VMware Cloud Community
Ravindra01
Enthusiast
Enthusiast

Will Round Robin NMP uses all the Paths , Active Active array ??

Hi All,

  I have query regarding the RR vmware NMP , as per the vmware if the device is set to use vmware RR policy, by default it will use all the active paths after every 1000 IOPS.

  In our case, we have active-active storage array and 4 paths for each LUN. As I aware the IO's will be transferred only on Proffered Optimized paths ( only 2 Paths), when the paths goes down , based on the SCSI sense code , path will be transferred.

My query is, in case of active active array, and NMP set to Round Robin. will it use all 4 paths or only 2 paths ( Proffered Optimized ) ??

Thank you in advance.

6 Replies
vijayrana968
Virtuoso
Virtuoso

For Active/Active storage arrays, all paths will be used in the Round Robin policy.

Please refers to below notes from Setting a Path Selection Policy

Round Robin (VMware)

The host uses an automatic path selection algorithm rotating through all active paths when connecting to active-passive arrays, or through all available paths when connecting to active-active arrays. RR is the default for a number of arrays and can be used with both active-active and active-passive arrays to implement load balancing across paths for different LUNs.

Finikiez
Champion
Champion

Hello!

Optimized and Non-optimized paths exist only with ALUA arrays. NMP is ALUA aware and with RR happens only within Optimized paths if they are UP. If all optimized paths fail than it switches to Non-Optimized paths.

If you have true Active-Active array than you shouldn't care about at all. All available paths will be used.

Ravindra01
Enthusiast
Enthusiast

Thank you for you reply.

Recently we had an issue, with one of the LUN and the VM's provisioned from that data store had impacted. When we started investigating, we found in the logs path went down because of the one of the controller issue.

The question is , why it didn't fail over the paths immediately ? If it did, why we saw the disk issues at vm layer ? how to check how much time took to fail over the paths ??

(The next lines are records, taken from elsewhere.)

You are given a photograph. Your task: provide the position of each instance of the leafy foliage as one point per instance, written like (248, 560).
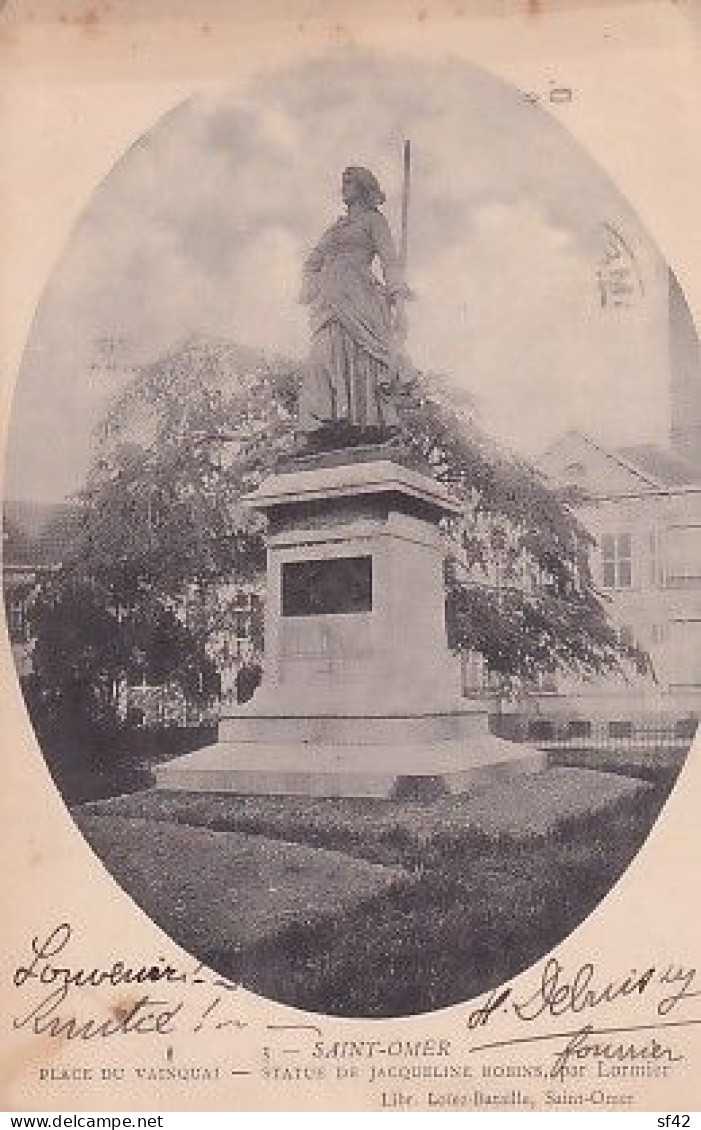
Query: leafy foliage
(164, 527)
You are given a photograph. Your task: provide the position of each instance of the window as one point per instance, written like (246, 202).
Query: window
(579, 728)
(17, 622)
(620, 729)
(684, 553)
(655, 557)
(616, 559)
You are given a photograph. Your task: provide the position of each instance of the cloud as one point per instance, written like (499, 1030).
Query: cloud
(204, 224)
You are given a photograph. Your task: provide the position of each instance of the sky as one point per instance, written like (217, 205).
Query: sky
(202, 226)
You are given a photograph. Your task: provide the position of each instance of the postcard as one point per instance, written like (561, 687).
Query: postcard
(352, 556)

Even we logged case with VMware, as per their analysis, the respective LUN has not received 0X1 SCSI sense code to failover the path. In our case , storage controller had power issue and went down abruptly. then who will send the SCSI sense code to the ESXi host to fail over the path ??

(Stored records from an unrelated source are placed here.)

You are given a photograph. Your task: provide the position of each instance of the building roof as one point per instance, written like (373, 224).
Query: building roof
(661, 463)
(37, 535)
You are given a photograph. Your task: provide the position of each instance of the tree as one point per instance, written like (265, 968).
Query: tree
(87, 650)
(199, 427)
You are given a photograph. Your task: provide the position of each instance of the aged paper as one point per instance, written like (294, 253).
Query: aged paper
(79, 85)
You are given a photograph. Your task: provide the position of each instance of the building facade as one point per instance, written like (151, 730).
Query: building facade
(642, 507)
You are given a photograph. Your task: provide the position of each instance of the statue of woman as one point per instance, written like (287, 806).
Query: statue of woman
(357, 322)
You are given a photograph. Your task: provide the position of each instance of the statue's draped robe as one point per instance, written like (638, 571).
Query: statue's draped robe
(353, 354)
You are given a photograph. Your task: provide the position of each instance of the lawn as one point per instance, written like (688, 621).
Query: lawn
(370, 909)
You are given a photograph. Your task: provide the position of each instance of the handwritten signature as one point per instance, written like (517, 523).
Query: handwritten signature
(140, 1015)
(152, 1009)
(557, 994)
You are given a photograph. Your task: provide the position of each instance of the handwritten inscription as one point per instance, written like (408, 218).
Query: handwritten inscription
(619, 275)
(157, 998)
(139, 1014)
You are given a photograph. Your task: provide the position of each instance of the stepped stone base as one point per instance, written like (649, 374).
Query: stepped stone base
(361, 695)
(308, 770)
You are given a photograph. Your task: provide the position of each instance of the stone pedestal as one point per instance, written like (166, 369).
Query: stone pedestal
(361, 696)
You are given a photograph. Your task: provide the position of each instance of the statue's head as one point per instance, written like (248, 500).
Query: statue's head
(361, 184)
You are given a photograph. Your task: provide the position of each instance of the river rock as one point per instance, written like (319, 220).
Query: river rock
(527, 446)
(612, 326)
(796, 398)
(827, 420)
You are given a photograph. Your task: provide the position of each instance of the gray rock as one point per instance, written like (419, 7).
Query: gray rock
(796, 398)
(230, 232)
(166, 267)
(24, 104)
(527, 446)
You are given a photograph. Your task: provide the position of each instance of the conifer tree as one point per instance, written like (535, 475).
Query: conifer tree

VMware stick to the point until we receive 0X1 command will not fail over , SAN vendor says ESXi host should take care of the fail over, from SAM end othr two paths are active.

Now really not able to conclude anything on this Smiley Sad

0 Kudos
Finikiez
Champion
Champion

Can you attach vm-support here or vmkernel and vobd logs for the time when you had your issue.

LUN has not received 0X1 SCSI sense code to failover the path

then who will send the SCSI sense code to the ESXi host to fail over the path

H:0x1 is a sence code is loged when there is no _physical_ connect to storage on affected path. This sence code doesn't come from storage array. That's a ESXi host which detects this status.

I can help to check the logs and see if you had path failover and how long it took to fail over.

Also you can see no H:0x1 messeges in vmkernel.log when there is no IO to storage, but ESXi hosts still detects path failure and logs this into vobd.log

Ravindra01
Enthusiast
Enthusiast

Thank you for your..comments.

May be, I could not able to share the vm-support logs as per the organization policy.. Could you please , guide me what I can look for in the logs ?? is it path had fail over or the same path become active ??

Below are log snippets from VOBD logs.

2017-10-12T11:48:45.551Z: [scsiCorrelator] 2761378460761us: [esx.problem.storage.redundancy.degraded] Path redundancy to storage device <LUN Number> degraded. Path vmhba1:C0:T4:L65 is down. Affected datastores: " Data store name".

2017-10-12T11:48:45.553Z: [scsiCorrelator] 2761378462355us: [esx.problem.storage.redundancy.degraded] Path redundancy to storage device <LUN Number>  degraded. Path vmhba2:C0:T9:L65 is down. Affected datastores: "Data store name".

2017-10-12T11:50:01.578Z: [scsiCorrelator] 2761454487021us: [esx.clear.storage.redundancy.restored] Path redundancy to storage device <LUN Number> (Datastores: "< Data store name") restored. Path vmhba1:C0:T4:L65 is active again.

0 Kudos
Finikiez
Champion
Champion

I see two paths failures vmhba1:C0:T4:L65 and vmhba2:C0:T9:L65 It's not necessary to see H:0x1 status in the vmkernel.log at the same time.

If host didn't use them at the time of failure you won't see any failover events.

You can also want to check vmkernel.log for the same time and see paths status

esxcli storage nmp path list -d <naa.id of your device>

If you can, post vmkernel log here. You can also grep vmkernel.log with naa.id of affected device.